Displaying children’s names in positive ways is a game-changer, and I like to do it in as many ways as I can think of.
So each day at circle time we sing one another’s names with welcome songs and we talk about them for the question of the day.
Plus, the letter cards and alphabet question cards encourage children to use the letters in other ways. We have used them to find items in the room that begin with that letter sound. We have also had lengthy discussions about why some of the letters are red (vowels) and some of the letters are blue (consonants). There are so many options for great literacy building with these question of the day cards!
Question of the Day Which Do You Prefer Prompts
Opinions run strong in preschool!
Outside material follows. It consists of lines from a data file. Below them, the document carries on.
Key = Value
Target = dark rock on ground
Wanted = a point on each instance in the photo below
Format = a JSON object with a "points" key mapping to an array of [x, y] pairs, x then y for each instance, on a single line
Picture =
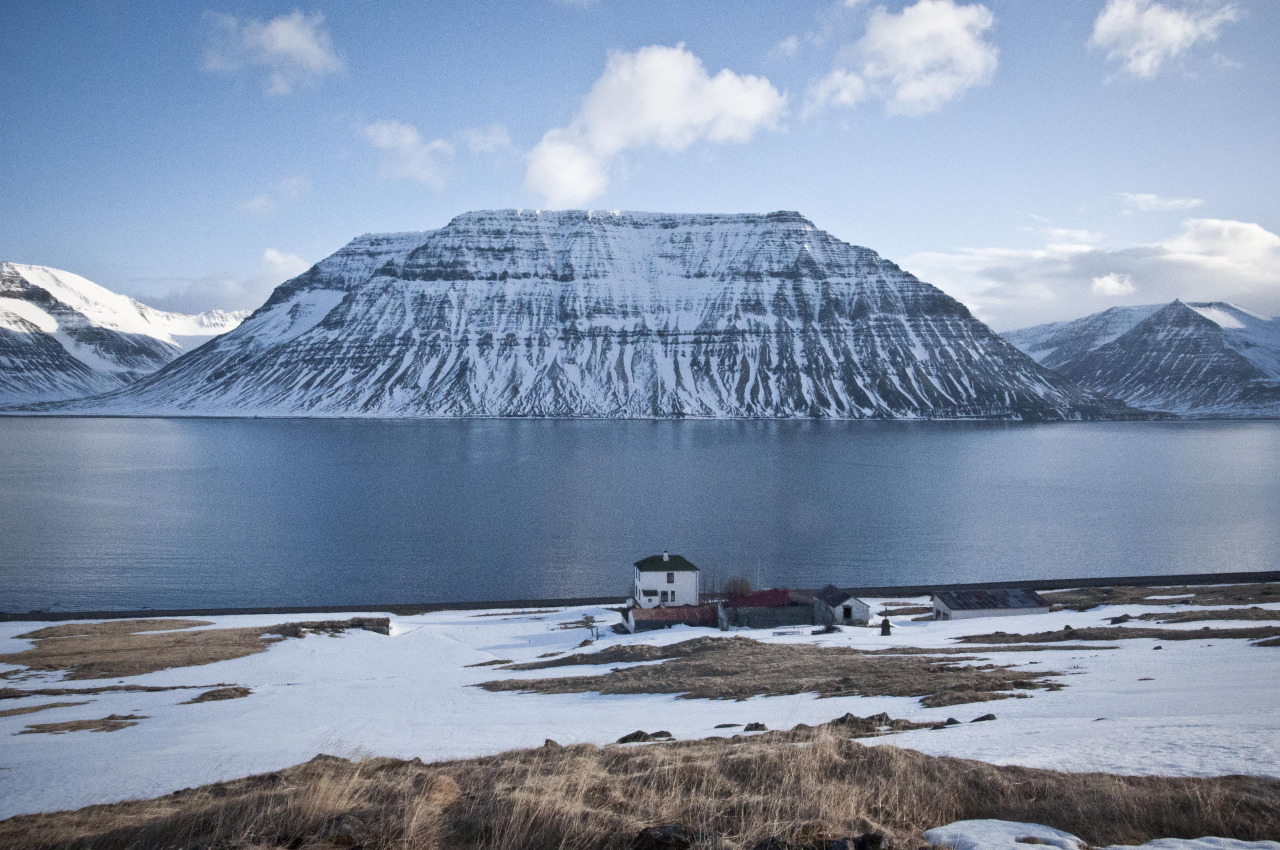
{"points": [[343, 831], [671, 836]]}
My preschoolers adore answering opinion questions…sometimes they struggle to pick just one but this prompt helps them to make decisions and explore the likes/dislikes of their classmates. They love to see which one the teacher will choose and I save that until the very end for the grand finale!
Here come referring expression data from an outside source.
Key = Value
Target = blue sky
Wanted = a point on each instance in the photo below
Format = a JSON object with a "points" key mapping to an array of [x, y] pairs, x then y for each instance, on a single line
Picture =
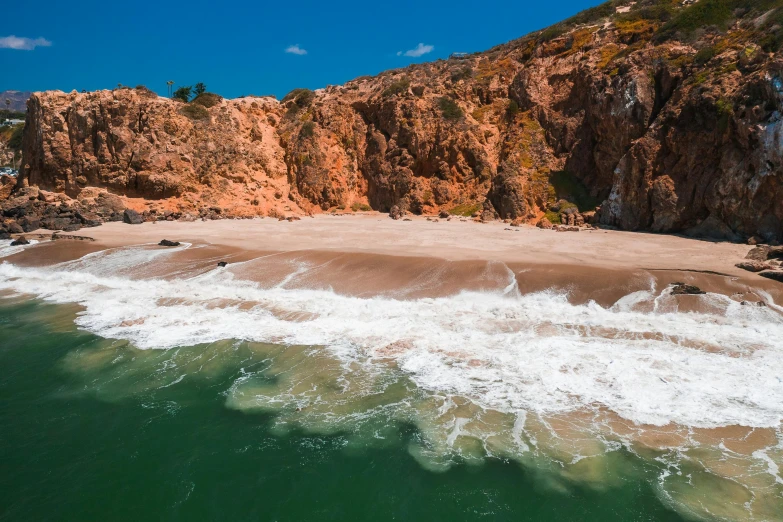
{"points": [[241, 47]]}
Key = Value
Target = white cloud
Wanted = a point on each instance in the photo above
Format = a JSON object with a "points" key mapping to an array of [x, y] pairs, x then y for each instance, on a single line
{"points": [[295, 49], [22, 44], [417, 51]]}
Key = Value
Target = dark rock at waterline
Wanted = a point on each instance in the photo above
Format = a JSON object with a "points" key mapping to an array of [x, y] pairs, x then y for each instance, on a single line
{"points": [[14, 228], [765, 252], [775, 276], [683, 289], [132, 217]]}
They love to think of their own which do you prefer items too. We often spotlight children who have come up with new comparisons and then we use them for our next question of the day!
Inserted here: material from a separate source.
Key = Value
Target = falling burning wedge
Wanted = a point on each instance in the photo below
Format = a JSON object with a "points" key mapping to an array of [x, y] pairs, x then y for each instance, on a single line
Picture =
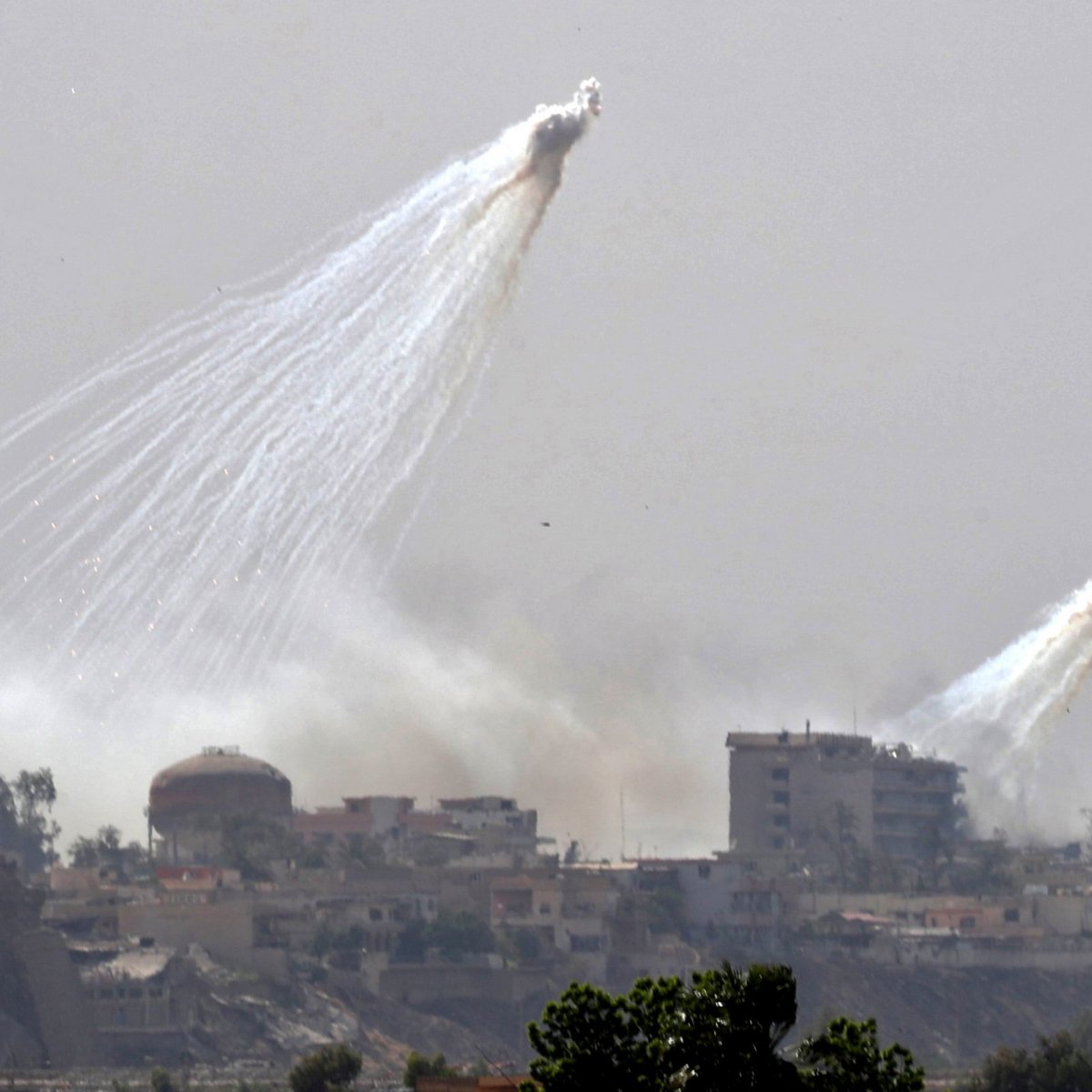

Question of the Day Rhyming Prompts
Using these question of the day rhyming prompts turns rhyming into such a fun game! Kids love to figure out additional words that rhyme with the rhyming card too. Plus on the days when the words don’t rhyme, it’s a great opportunity to talk about why they don’t rhyme but perhaps what they have in common like both seed and sun begin with the /s/ sound.
Question of the Day Animal Prompts
Probably the topic that children love to talk about the most is animals!
And it goes far beyond the preschool years. In second grade, my daughter’s class had a guinea pig, and she had guinea pigs on the brain 24/7 for months. She wrote about them, researched them, drew pictures, and couldn’t think of much else besides guinea pigs.
Each child has that one type of animal that they are fascinated by or just love.
So I came up with circle time lesson plans that involved animals in my Question of the Day activities.
I like to spend about a week on each topic. Topics such as animals can go on for ages, and you could do different animals each month. There are so many possibilities with it. Other topics that we love to ask questions about are holidays, insects and bugs, or whatever theme we are working on for the week.
Question of the Day Printable Cards
Overall, it’s important to make the question of the day a time when it is simple for you to implement. No one has tons of prepping time, and Question of the Day should be easy and not a burden. For years, I just wrote out Question of the Day on easel paper or a whiteboard.
If I can’t easily do a Question of the Day idea, then it just doesn’t happen. I have a tendency to overcomplicate things, so my system is easy-peasy.
I made my own Question of the Day printable cards so that each time I do Question of the Day now, it’s all set and easy to use on different classes. Once you prep it once, it’s all set forever.
And can I be honest? I learned a few years ago that as much as I love laminating my teaching materials, I love not having to laminate them even more!
So when it comes to Question of the Day, I have a secret. I print them out on photo paper instead of regular paper. That way they are all pretty and glossy, and I wasn’t spending the day cutting and laminating. All I do is print and cut once. Laminating still has its benefits, but I just love that shortcut.